As some of you know director Denis Villeneuve is going to be commencing work on the sequel to Ridley Scott's timeless classic, Blade Runner, with Harrison Ford reprising the iconic role of Rick Deckard. According to some reports, Ryan Gosling is also involved. However, information as to who Gosling will be playing, is not divulged. The first film, a personal favorite of mine, is still proving itself to be one of the true cinematic experiences. I hope that it gets released in IMAX by the time the sequel is ready to hit the theaters.
What still draws the audiences towards the original, what makes it a powerful motion picture is due its poetic style, its powerful imagery, and not just performances and dialogues, and characters, but the way it's been shot. There are unique camera angles that Mr. Scott has for us through which he's been interpreting the language of cinema—most importantly, his strong, poetic point of view as an artist—as a filmmaker.
Making the sequel to one of the best, most famous films of all time, takes lots of courage, and most of the onus is on its director. But I'm not so much worried as the project is in competent hands. Denis is a great filmmaker. If you have not yet seen any films of Mr. Villeneuve, I highly recommend all of them. In order to comprehend, see the point of view of the filmmaker in the sequel, you must understand the point of view of him as an artist. So, please, hit the play button on your DVD/Blu-ray player and check out all of Denis' work.

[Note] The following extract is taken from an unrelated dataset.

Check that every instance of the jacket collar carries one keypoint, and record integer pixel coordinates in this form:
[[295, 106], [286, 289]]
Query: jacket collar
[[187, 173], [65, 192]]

In order to pay homage, stay true to the original material, Denis' work in the sequel is going to remain poetic, however, more dark. And to achieve that success, to deliver a true cinematic experience for the new generation, Denis is working with one of the well-respected cinematographers of all time, the legendary Roger Deakins. They have already collaborated twice in the past, and their work is a work of pure artistry (Prisoners, Sicario).
Denis' new film, Sicario, already a critically acclaimed masterpiece, centers in the hostile lands between the U.S. and Mexico, starring Emily Blunt, Benicio Del Toro, Josh Brolin and Jon Bernthal—with a closed focus on the dark world of the war on drugs. The film is made with Roger Deakins behind the camera, meaning, how much it makes sense bringing him back to shoot Blade Runner 2. Plus, Denis and Roger always wanted to make a science-fiction film.
Sitting with Indiewire a few days ago, Denis talked about teaming up with Roger again:
"Yeah, I know. It's something that I knew about [for] a while, obviously, and I was looking forward [to when] it would be announced. For me, it's so exciting. Roger and I have been dreaming to make a sci-fi movie since the first day we met. He is really, really excited about the project. For me, he is my biggest ally, and honestly, I know doing it with him the movie will look astonishing. It is very exciting to do that with him."
Indeed. The film will look astonishing. It is already an event for the aficionados of cinema like myself—the most anticipated, and most important science-fiction films of all time, breaking the current rule, the tradition in a system in which sequels to successful films have become the norm—developed in a matter of a year or two. What makes the sequel to Blade Runner a true sequel is that the original saw the daylight in 1982.
Denis and the team will begin rolling cameras in 2016.